I did not know that Sittenfeld’s thing is to take a real life person or event and build a novel around it. I love this premise, and thanks to the book group at the lovely Real Magic bookshop in Wendover for pointing this out. I was deeply impressed with the detail on working at a live comedy weekly, like SNL. This was some Ian McEwan level research (but much more fun to read than the ins and outs of medical surgery like in Saturday). Additional kudos for Sittenfeld creating a believable comedy writer narrator in Sally. As far as I know, she was not previously a comedy writer, but she deftly pulls this off.
The novel is split into three parts. In the first we get an almost hour-by-hour account of the week Noah (the musician celebrity) guest hosts the show. In most literary novels it feels as if we are snooping on the narrator, reading their private thoughts. But in this case the narrator is conspiratorial, sharing them with us like we’re new best friends. This section was a bit hard to get into. I loved feeling like I was on Sally’s arm as she moved around her unconventional office. If someone said something to her that required some background knowledge, she’d fill me in before responding. As the reader, I was there as her friends bantered about scripts and shared dating advice. At the same time, the narration was so informal that the sentences were sometimes difficult to make sense of, and Sally — while super friendly — by virtue of her cynicism, holds the reader at a distance.

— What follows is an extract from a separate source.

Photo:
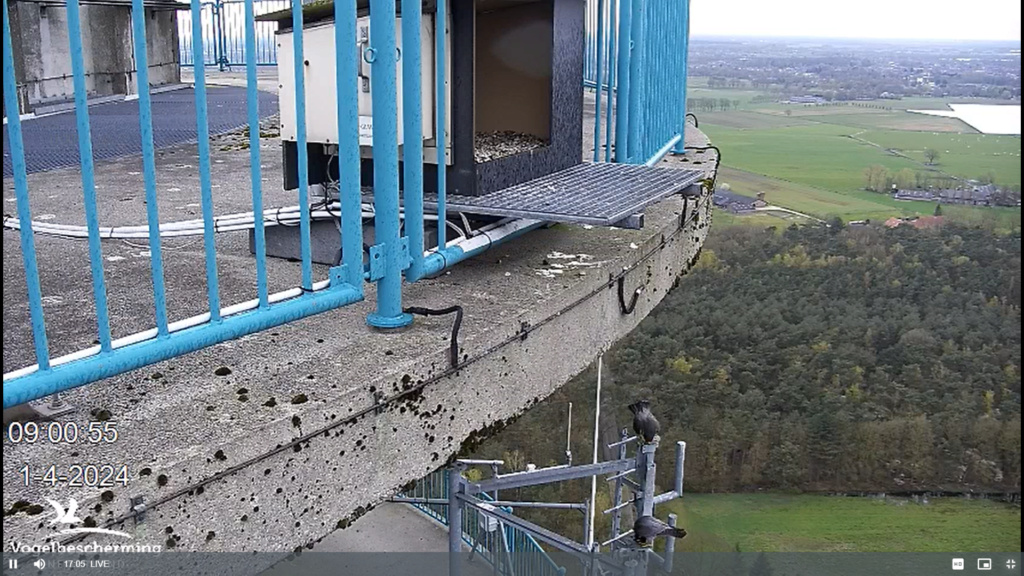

The second section is epistolary, which I typically loathe as lazy, but this worked incredibly well in Romantic Comedy. Here Sally begins to let down her guard and share more details about her life before the novel begins. The third part returns to Sally’s narration, where she is forced to decide what she wants and whether to allow her quiet work life confidence spill over to her real life. Here it feels as though we finally break down the barriers and get to know her for real. This is incredibly gratifying, given the barriers set at the start. Three stars.